In a statement, Roskosmos acknowledged the unexpected turn of events, stating, "The apparatus moved into an unpredictable orbit and ceased to exist as a result of a collision with the surface of the Moon." As a response to the failure, a commission has been established to investigate the cause behind the incident. This mission marked Russia's first journey to lunar orbit since 1976.
While the primary objective of the Luna-25 probe was to search for frozen water on the lunar surface, the mission held significant political implications for the Russian government. Russian space analyst Vitaly Egorov previously emphasized the mission's broader purpose, stating, "Study of the moon is not the goal... The goal is political competition between two superpowers — China and the USA — and a number of other countries which also want to claim the title of space superpower."

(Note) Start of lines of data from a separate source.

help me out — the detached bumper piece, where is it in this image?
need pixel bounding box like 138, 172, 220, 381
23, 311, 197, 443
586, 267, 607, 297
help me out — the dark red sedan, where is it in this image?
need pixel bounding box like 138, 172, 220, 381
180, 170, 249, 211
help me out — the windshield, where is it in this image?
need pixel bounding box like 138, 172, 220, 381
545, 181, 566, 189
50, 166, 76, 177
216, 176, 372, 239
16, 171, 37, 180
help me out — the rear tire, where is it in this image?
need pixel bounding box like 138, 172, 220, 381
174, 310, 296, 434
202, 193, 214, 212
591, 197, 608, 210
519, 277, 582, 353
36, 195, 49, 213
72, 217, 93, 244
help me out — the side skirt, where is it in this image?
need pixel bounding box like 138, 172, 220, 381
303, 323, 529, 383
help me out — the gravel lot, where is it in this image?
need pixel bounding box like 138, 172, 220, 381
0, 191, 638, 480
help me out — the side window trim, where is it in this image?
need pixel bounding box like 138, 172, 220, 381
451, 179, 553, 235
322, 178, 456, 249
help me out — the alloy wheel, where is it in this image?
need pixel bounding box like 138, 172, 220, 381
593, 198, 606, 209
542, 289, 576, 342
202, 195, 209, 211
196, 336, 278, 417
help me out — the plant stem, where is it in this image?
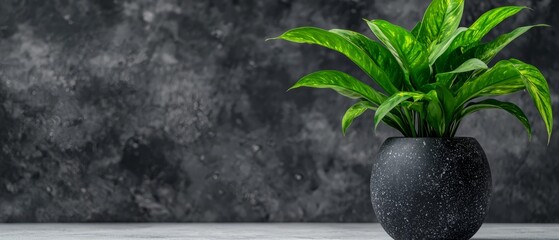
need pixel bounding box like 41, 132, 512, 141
403, 108, 416, 137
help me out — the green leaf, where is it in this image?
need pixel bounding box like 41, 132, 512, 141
402, 101, 424, 113
474, 24, 549, 63
446, 6, 527, 56
468, 6, 527, 41
459, 99, 532, 139
436, 58, 488, 88
374, 92, 425, 130
455, 59, 552, 142
441, 58, 488, 75
426, 97, 445, 136
509, 59, 553, 143
342, 101, 410, 136
417, 0, 465, 49
422, 90, 445, 136
429, 27, 468, 65
455, 60, 522, 105
329, 29, 405, 90
365, 19, 431, 90
288, 70, 387, 105
429, 83, 458, 129
270, 27, 399, 94
411, 21, 423, 37
342, 101, 376, 135
269, 3, 552, 140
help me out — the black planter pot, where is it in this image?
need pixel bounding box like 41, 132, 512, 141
371, 137, 492, 240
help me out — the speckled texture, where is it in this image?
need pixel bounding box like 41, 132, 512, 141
0, 0, 557, 222
371, 138, 491, 239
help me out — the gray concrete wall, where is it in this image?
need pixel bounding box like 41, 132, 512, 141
0, 0, 557, 222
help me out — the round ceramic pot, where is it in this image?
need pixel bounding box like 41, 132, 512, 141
371, 137, 492, 240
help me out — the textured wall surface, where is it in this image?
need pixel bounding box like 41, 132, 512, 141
0, 0, 557, 222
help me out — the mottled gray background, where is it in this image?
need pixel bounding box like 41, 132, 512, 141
0, 0, 557, 222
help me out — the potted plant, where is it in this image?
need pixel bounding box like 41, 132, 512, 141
268, 0, 553, 239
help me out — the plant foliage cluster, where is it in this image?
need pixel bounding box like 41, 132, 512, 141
269, 0, 553, 141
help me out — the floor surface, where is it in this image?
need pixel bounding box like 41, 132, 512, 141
0, 223, 557, 239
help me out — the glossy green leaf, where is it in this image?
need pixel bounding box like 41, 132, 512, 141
270, 27, 399, 94
429, 27, 467, 65
411, 21, 423, 37
474, 24, 549, 63
330, 29, 405, 90
509, 59, 553, 143
288, 70, 387, 105
455, 60, 521, 105
468, 6, 527, 40
426, 97, 445, 136
422, 90, 445, 136
366, 19, 431, 89
424, 83, 458, 128
436, 58, 488, 88
446, 6, 527, 55
460, 99, 532, 139
342, 101, 376, 135
417, 0, 465, 49
342, 101, 409, 136
402, 101, 425, 113
440, 58, 488, 75
374, 92, 425, 130
271, 2, 552, 139
455, 59, 552, 142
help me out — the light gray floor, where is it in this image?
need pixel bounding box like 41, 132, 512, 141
0, 223, 557, 240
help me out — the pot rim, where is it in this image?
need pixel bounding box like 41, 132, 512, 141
386, 136, 477, 140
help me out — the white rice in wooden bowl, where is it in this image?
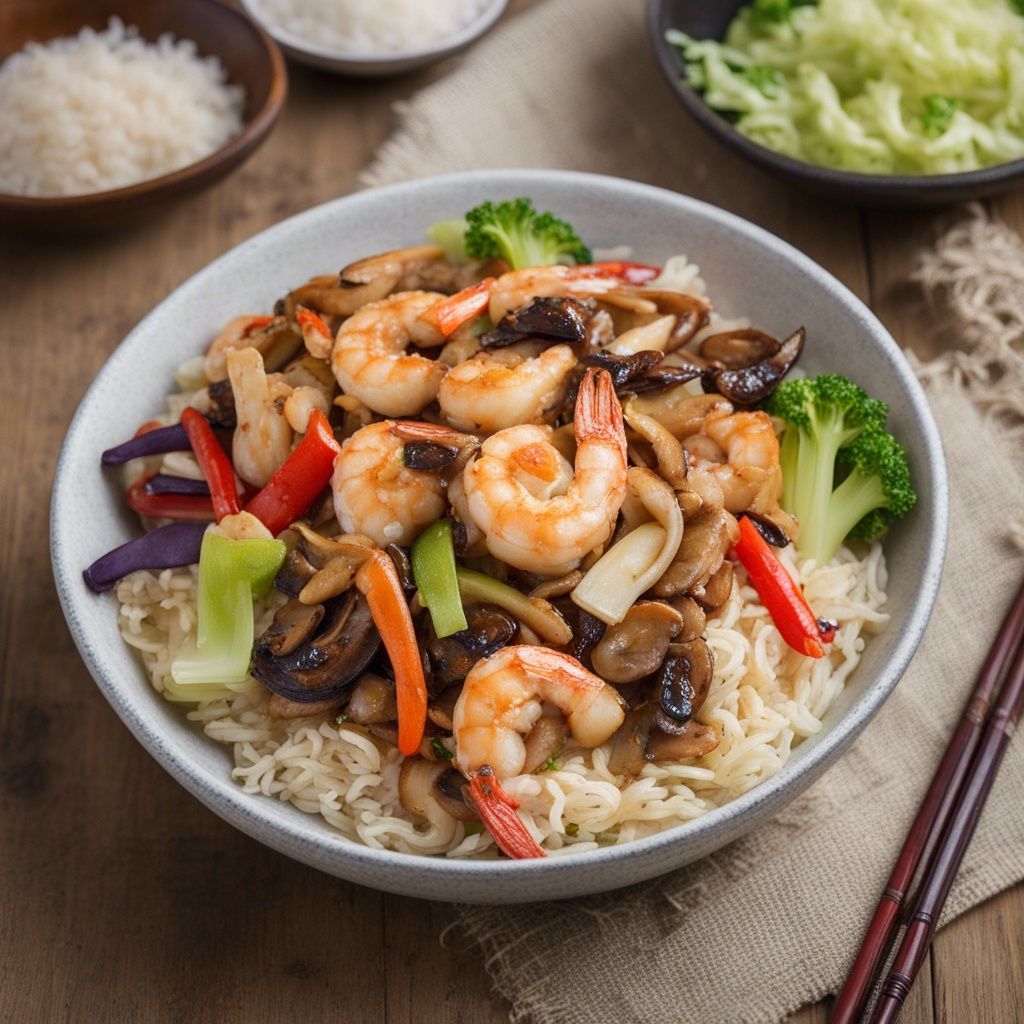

The Luna-25 mission aimed to achieve a historic landing at the moon's south pole, an area where scientists have long speculated the presence of frozen water. However, the failure of this mission highlights the decline of Russia's space program since the Cold War era, when it rivaled America's NASA.
Notably, Russia was the first nation to launch a satellite into Earth's orbit with Sputnik-1 in 1957 and subsequently sent the first human, cosmonaut Yuri Gagarin, into space in 1961.